Cinémas – Martti HELDE : Crosswind (2015)

crosswind

Voilà un très beau film, premier opus d’un jeune réalisateur estonien de vingt-huit ans, qui décrit une période sombre de l’histoire de son pays, la déportation en juin 1941 de 10 000 Estoniens par les Soviétiques vers les plaines de Sibérie. Entre 1930 et 1953, le pouvoir stalinien s’est comme on le sait livré à des déportations massives d « ennemis du peuple », que ce soit des catégories sociales (les Koulaks, paysans riches entre 1930 et 1932), des « peuples punis » (les Kalmouks en 1943), ou, ici, des populations baltes, vivant dans des territoires annexés en 1939/1940 (1). Nous allons suivre, au milieu de cette tragédie, le devenir d’une famille, Erna, la mère, Heldur, le père et Eliide, leur petite fille, au travers des lettres (réelles) qu’Erna adresse à son mari.

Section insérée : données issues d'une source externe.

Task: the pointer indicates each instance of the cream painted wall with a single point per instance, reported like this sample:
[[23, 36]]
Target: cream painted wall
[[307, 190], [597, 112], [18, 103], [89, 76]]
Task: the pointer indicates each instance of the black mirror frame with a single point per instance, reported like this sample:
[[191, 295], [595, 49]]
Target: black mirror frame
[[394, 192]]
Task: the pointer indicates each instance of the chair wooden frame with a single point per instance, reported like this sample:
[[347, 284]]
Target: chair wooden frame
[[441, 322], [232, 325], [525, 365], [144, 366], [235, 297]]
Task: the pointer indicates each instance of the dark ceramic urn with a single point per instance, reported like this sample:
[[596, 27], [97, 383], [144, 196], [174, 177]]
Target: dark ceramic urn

Il est difficile, face à de pareils sujets, de ne pas verser dans le pathos, comme il est également difficile d’intéresser le spectateur, qui a déjà tant vu dans le même registre. Deux écueils en apparence opposés dans lesquels le réalisateur parvient à ne tomber à aucun moment. Notamment en oubliant, en apparence, le poids de l’Histoire, pour se focaliser sur ses personnages, qui vont si bien conter leur tragédie personnelle et, par extension, celle de leur pays. Du particulier au général, à l’universel même, voilà le chemin qu’il emprunte, plutôt que l’inverse, cherchant à nous restituer une histoire humaine intemporelle, bien qu’inscrite dans des faits historiques irréfutables.

Nous nous retrouvons ainsi à faire corps avec cette famille, avec Erna surtout, dans tout son ressenti et toutes ses émotions, au rythme des lettres (superbes, droites et essentielles, nées de la résilience (2)) lues par une voix off qui se substitue aux dialogues. Nous commençons à comprendre que le metteur en scène a fait un grand travail d’élagage du superflu, à l’instar de cette correspondance toute en images fortes.

Et pour mieux nous restituer ces vies dévastées, fauchées en plein essor, le cinéaste adopte un noir et blanc superbe (3), qui souligne tout dans une fusion de mort et de linceul éclatant. Loin d’être veloutée, l’image découpe silhouettes, visages et paysages dans une lumière cinglante qui met tout à nu. Autre procédé, très original et fort réussi, que le metteur en scène conjugue avec l’absence de couleur, celui d’ordonner les comédiens en de vastes tableaux vivants immobiles, figés en pleine action, qu’il parcourt ensuite avec sa caméra. Si nous voyons çà et là un acteur bouger imperceptiblement, c’est pour mieux nous rappeler que nous sommes dans la vie, mais dans une vie figée, qui s’est arrêtée au moment de leur arrestation. Ainsi, le récit, tracé au travers de ces ensembles académiques et sculpturaux, prend une dimension d’intemporalité, élevant les différentes actions auxquelles nous assistons au rang de l’universel (et d’ailleurs, le cinéaste oppose clairement un film d’avant, où tous les acteurs bougent normalement, à ce film d’après).

Le travail autour des sons est également remarquable. Dans ce film quasi-muet s’intègrent, pendant les travellings autour des acteurs figés dans leur pose, des bruits qui déclenchent chez nous des évocations puissantes (vaisselle brisée = mise à sac d’une maison, grincement de verrous = enfermement dans un train…). Le metteur en scène avec une grande subtilité fait appel en nous à une mémoire sensorielle que nous pourrions ignorer d’habitude. Et nous avons l’impression de redécouvrir le sens de l’ouïe.

Enfin, dans la période actuelle, nous ne pouvons ignorer la dimension politique de cette oeuvre. L’annexion de la Crimée par la Russie, les aspirations de son Président à recréer la Grande Russie, qui menace les Pays baltes comme d’autres, ne sont sûrement pas étrangères au développement d’un nationalisme cherchant à montrer comment l’Histoire peut éventuellement se répéter.

C’est vraiment un film unique, chapeau bas M. Martti Helde.

FB

(1) Lire à ce propos le livre de Timothy Snyder « Terres de sang », voir article sur ce blog.
(2) Magnifique passage, par exemple, où Erna dit « quand une femme perd son mari, on l’appelle veuve, quand un enfant perd ses parents, on l’appelle orphelin, mais quand une femme perd son enfant ? Il n’y a pas de mot pour cela »
(3) Je ne sais pourquoi, j’ai pensé au magnifique film polonais « Ida » de Pawel Pawlikowski (2014), peut-être parce qu’il adoptait également ce parti pour décrire une autre tragédie.